The Mail on Sunday reported public money was used to provide a select band of athletes with an energy drink called DeltaG, claiming there were no guarantees the product did not cause side-effects nor was it certain to be cleared by WADA (the World Anti-doping Agency).

But, in a statement issued in response to the story, UK Sport said it had consulted with both WADA and the UK Anti-Doping before using the product to make sure it complied with guidelines – and that the health of athletes would not be put on the line for the sake of an improved medal haul.

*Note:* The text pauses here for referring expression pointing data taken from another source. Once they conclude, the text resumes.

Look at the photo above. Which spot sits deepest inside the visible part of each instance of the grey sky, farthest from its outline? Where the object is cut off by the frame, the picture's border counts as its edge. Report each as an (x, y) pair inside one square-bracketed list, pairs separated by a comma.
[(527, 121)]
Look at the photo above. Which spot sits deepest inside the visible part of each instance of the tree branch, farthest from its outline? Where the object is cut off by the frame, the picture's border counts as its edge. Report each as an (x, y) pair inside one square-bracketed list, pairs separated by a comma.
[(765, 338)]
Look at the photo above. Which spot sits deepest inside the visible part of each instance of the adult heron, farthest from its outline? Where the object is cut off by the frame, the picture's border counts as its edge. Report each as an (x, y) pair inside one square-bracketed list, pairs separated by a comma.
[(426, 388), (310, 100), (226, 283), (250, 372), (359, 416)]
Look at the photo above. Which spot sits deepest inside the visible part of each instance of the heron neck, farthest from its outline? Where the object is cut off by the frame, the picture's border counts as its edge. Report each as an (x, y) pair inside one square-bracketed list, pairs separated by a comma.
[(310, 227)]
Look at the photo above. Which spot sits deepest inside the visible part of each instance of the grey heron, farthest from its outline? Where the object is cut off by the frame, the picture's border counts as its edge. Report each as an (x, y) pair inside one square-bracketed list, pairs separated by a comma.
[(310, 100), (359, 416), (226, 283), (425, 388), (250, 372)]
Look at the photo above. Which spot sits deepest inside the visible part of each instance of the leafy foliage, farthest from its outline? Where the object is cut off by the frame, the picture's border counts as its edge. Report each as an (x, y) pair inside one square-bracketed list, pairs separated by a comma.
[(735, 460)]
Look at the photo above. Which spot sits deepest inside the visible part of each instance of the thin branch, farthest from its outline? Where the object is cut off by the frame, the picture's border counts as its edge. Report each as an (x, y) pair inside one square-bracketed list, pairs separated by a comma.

UK Sport insists it does not fund research projects aimed at giving our national teams a performance advantage at the expense of athlete welfare
UK Sport insists it does not fund research projects aimed at giving our national teams a performance advantage at the expense of athlete welfare (Steve Parsons/PA)

“UK Sport does not fund research projects aimed at giving our national teams a performance advantage at the expense of athlete welfare,” the statement read.

“As the nation’s high-performance sports agency, UK Sport invests in expert institutes who deliver research and innovation projects to support the success of our national sports teams.

“These projects range from designing world-class technical equipment for our athletes, to supporting athlete health and performance.

“These research and innovation projects are conducted in line with the highest ethical standards, within the rules of international sport and are assessed by an expert independent Research Advisory Group.

“Consultation takes place with UK Anti-Doping and World Anti-Doping Agency (WADA) wherever necessary to ensure projects comply with international anti-doping regulations.”

The DeltaG drink is a ketone ester and, while the newspaper report claimed UK Sport introduced waivers and non-disclosure forms for those on the trial, the agency said this was standard practice for such an event.

“The Ketone Ester project received independent ethical approval from the Research Advisory Group in January 2012,” the statement added.

“Additionally, UK Anti-Doping confirmed in writing, after seeking clarification from the World Anti-Doping Agency, that WADA had ‘no reason to consider such substances as banned under the 2011 List of Prohibited Substances and Methods’.

“By its very nature, any performance innovation project is at the cutting edge of science and emerging technology, as any advantage for Great Britain is only possible before it is widely available – as was the case for the ketone ester which became commercially available in 2018.

“Any research project funded by UK Sport investment includes a participant consent form to ensure it operates with full transparency with regards to any risks to participants, and also for the purpose of full disclosure.

“Decisions which lie at the heart of the high performance system need to be made with absolute transparency, are respectful and the impact of these decisions understood and carefully managed.

“UK Sport is fully committed to developing a high performance culture that is truly inspirational and one that will set us apart from our global competitors – but UK Sport will never seek to win medals at any cost.”